ベンチャ精神を我らの手に! 奮い立たせよ 我らの魂を!! ― 時代の閉塞感を打破し、明るい未来を勝ち取るために ―

 閉塞感漂う幕末から時代が明治へと大きく転換するや否や、『殖産興業』政策による鉄道開業や官営製糸所・製鉄所が設立されるのと期を同じくして、多くの経済人・実業家が“高い志と使命感”を持って起業して日本の近代化に大きく貢献したのです。
 第一銀行の設立をはじめ500社もの会社の設立・経営に関与し、日本商工会議所の母体を作った渋沢栄一、金融業を天職と定め、鉄道敷設、ホテル設立や電力会社経営に参画するなど国家運営にも深く関わった安田善次郎、西洋式文物に埋め尽くされた日本を憂い、国産技術によって電気機械を創ることを志した日立製作所創業者小平浪平など、志と スケールの大きさはただただ敬服、尊敬するばかりです。

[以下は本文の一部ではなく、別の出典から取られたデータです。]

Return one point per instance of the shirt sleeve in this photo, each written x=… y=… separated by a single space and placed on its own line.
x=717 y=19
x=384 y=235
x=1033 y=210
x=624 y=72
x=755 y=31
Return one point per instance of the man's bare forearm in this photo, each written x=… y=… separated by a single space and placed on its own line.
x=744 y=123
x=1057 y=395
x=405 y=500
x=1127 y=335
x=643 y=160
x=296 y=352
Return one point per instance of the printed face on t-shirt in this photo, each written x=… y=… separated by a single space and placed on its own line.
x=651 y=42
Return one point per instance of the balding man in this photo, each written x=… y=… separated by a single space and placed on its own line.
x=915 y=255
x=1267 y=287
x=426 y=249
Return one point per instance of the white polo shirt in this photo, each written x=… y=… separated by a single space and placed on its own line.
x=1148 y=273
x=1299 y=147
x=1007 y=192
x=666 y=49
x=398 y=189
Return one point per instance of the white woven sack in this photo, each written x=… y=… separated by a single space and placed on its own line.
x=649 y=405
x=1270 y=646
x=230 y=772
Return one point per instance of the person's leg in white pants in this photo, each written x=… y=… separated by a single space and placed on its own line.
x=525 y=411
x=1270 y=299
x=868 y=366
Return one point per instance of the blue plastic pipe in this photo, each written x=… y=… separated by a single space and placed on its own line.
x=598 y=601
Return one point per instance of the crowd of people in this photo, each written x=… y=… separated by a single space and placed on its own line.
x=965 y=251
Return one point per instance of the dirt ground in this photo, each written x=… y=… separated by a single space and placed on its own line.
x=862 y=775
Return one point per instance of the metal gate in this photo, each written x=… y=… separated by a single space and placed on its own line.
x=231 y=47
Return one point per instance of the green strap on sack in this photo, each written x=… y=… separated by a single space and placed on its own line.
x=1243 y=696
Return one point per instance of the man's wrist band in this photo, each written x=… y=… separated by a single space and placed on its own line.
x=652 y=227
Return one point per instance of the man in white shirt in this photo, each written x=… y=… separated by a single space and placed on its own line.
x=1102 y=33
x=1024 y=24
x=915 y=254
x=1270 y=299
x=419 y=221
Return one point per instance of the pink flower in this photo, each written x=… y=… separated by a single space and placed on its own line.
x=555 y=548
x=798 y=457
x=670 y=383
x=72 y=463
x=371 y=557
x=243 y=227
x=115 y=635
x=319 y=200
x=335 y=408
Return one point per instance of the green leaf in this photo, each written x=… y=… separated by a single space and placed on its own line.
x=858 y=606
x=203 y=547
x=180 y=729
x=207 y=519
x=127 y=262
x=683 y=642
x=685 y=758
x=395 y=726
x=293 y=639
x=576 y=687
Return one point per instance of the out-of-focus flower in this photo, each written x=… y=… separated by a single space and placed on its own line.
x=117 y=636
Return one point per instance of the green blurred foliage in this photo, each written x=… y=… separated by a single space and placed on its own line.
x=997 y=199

 大変ユニークな発想と勤勉第一主義を貫いた浅野総一郎もビジネスモデルを考える上で学ぶべき点が多いと思います。廃物として邪魔者扱いされていたガス灯用のガスを取った後のコークスを安く購入し、セメント工場へ燃料として納入することによって莫大な利益を得る。また、コールタールは京浜地方に発生していたコレラの消毒薬の原料として売込み、これも商売として成功させたのです。次に国土建設の資材としてセメントが重要になると着目し、官営のセメント工場の払い下げを受け 浅野セメントを設立。これらで得た利益を京浜地区の埋立工事に投じ、京浜工業地帯を形造った立役者でもあります。勿論、浅野製鐵所・浅野造船所(後の日本鋼管)、東洋汽船など数々の会社を設立しました。南武線、鶴見線などの敷設にも貢献しています。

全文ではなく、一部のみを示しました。